Looks like LexisNexis has tuned in to the blogosphere. They are now picking up blog content in their Newstex (file name = NEWSTX) database. Lori Blair, Marketing Manager with the LexisNexis - Librarian Relations Group just send me a link to the list of blogs they cover. According to Lexis, coverage is January 1, 2006 through current.

There are also a couple of other blog sub-databases, including:

  • Newstex Business Blogs
  • Newstex Computers & Technology Blogs
  • Newstex Financial Blogs
  • Newstex Government & Politics Blogs
  • Newstex Marketing Blogs
  • Newstex Medical & Health Blogs
  • Newstex Media Blogs


Wait--is LexisNexis charging for access to blog content?

There's a sucker born every minute, I guess.

Yes, but I don't necessarily see it as a bad thing.

Ideally, researchers would find the blog content via the Web for free. But, if someone picks up content via Lexis, isn't it better than not finding it at all?

Blogs aren't the only type of free content in Lexis and Westlaw. With these sources, you're mostly paying for the ability to search information that's been gathered together in one place.

Plus, I think that including selected blog content in subscription databases lends the blogosphere credibility. Obviously, there must be some research value to blogs if subscription databases are picking them up.

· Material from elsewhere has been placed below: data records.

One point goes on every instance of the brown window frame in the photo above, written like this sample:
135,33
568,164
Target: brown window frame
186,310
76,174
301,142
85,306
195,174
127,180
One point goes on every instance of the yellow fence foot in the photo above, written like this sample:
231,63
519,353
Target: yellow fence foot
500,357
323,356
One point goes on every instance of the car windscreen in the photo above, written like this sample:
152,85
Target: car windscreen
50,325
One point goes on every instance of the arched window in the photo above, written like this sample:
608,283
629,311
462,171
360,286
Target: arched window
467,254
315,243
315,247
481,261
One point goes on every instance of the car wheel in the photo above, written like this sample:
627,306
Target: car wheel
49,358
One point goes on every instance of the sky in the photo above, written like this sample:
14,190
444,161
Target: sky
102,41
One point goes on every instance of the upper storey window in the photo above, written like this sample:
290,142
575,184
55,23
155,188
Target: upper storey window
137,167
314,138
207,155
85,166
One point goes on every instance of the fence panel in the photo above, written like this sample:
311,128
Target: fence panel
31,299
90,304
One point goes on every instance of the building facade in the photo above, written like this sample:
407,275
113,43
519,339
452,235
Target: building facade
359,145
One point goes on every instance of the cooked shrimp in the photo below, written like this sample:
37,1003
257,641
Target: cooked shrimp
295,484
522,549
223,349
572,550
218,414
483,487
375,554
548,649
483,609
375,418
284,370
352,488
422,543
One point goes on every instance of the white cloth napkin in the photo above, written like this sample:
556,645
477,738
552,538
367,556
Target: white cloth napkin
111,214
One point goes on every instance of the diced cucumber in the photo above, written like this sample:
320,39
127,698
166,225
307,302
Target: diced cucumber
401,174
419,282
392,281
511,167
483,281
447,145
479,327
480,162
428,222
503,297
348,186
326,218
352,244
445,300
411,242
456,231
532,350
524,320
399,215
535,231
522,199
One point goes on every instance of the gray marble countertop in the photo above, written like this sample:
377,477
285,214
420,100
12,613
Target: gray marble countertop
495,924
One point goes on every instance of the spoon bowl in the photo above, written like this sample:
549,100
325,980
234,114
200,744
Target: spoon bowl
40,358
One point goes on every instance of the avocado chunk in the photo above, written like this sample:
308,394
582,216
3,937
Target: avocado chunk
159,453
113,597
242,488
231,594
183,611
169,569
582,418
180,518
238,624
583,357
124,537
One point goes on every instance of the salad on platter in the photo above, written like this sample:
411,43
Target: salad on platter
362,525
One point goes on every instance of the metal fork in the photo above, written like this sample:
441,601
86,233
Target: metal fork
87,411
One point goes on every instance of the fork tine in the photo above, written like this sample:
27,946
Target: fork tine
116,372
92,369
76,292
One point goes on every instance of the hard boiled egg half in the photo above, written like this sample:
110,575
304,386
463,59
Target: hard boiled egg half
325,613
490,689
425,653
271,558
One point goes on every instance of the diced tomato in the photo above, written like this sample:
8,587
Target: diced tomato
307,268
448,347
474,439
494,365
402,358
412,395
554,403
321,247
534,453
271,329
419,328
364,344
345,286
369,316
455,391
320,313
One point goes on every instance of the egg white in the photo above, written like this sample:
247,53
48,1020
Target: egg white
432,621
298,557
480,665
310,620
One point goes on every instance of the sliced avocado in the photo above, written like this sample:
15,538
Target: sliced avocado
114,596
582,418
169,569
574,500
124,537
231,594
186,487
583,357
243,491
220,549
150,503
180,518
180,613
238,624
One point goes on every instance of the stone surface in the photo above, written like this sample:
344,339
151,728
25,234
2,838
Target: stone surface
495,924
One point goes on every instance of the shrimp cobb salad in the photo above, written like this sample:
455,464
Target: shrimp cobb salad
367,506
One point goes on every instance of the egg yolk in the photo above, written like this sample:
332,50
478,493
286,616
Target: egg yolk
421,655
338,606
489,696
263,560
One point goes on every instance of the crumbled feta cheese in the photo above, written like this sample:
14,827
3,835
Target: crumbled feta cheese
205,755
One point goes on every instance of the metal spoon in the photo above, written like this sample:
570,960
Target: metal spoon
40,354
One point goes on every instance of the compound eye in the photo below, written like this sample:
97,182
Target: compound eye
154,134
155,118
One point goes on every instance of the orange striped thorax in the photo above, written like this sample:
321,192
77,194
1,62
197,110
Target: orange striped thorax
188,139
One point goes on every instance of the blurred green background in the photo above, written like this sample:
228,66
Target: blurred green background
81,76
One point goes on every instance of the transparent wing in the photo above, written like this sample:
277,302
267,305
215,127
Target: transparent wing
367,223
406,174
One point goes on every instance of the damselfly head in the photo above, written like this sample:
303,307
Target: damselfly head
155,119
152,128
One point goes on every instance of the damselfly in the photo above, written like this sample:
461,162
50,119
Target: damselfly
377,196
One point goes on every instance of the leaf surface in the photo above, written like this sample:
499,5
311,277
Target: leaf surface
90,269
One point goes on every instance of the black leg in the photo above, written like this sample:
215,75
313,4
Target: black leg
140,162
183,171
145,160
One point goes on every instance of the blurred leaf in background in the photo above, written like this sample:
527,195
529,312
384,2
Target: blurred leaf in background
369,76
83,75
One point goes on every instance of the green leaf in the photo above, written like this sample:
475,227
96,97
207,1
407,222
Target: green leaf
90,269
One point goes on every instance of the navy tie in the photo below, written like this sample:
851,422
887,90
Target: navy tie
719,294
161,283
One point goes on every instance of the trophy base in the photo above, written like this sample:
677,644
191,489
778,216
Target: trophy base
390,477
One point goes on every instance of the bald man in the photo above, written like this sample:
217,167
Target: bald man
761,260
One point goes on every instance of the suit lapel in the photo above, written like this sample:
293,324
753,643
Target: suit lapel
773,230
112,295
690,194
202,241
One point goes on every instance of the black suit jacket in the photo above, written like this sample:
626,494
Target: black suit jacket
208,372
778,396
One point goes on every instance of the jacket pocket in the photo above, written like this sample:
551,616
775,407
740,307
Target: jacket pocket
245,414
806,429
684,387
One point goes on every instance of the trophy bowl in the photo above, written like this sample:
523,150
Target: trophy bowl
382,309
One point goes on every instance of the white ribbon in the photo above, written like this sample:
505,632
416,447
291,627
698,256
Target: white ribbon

I agree with you Bonnie, this is far from the only instance where the paid online legal research cos. act as a gateway to freely accessible material -- all published legal decisions are freely accessible (and increasingly freely searchable)! They're counting on being an effective aggregator and search tool, saving their paying members time and delivering effective results. The fact that they've narrowed their Newstex blog resources to 18 pages of listings shows they also think their editorial controls add value to their services.

In fact, I'd be curious to see whether otherwise free resources have by this time outpaced for-pay ones in the Lexis and Westlaw databases. I wouldn't be surprised at all if this were the case. And if that's right, can it be long before a good, free, specialized search tool comes along and decimates their paying customer base? (A generalized one already has I'll wager; its name is Google.)

Intriguing concept, Denise. I'd love to see a "Google Law" that indexes all legal materials available for free on the web. Findlaw and other legal portals make a start, but none go as far as they could.

And one with some killer advanced search capabilities would be great. Find by citation, boolean capable, jurisdiction/publication selection & combination, etc.

Google Law, indeed very interesting. But with some good commands you can easily trace only .edu sites or other related stuff.

Also interesting to keep track on:


Good reminders, Eric. For those of you who don't know, you can search specific domains in Google Advanced search (http://www.google.com/advanced_search?hl=en)

In the domain box, enter in .edu to search just education domains, for example. You can also put in a full domain like library.law.wisc.edu to search just that site. Nice when a site doesn't have a search engine of its own.


Use the Google advanced search and you can define parameters to narrow your focus to the type of information you need. This is overlooked by most people but is invaluable.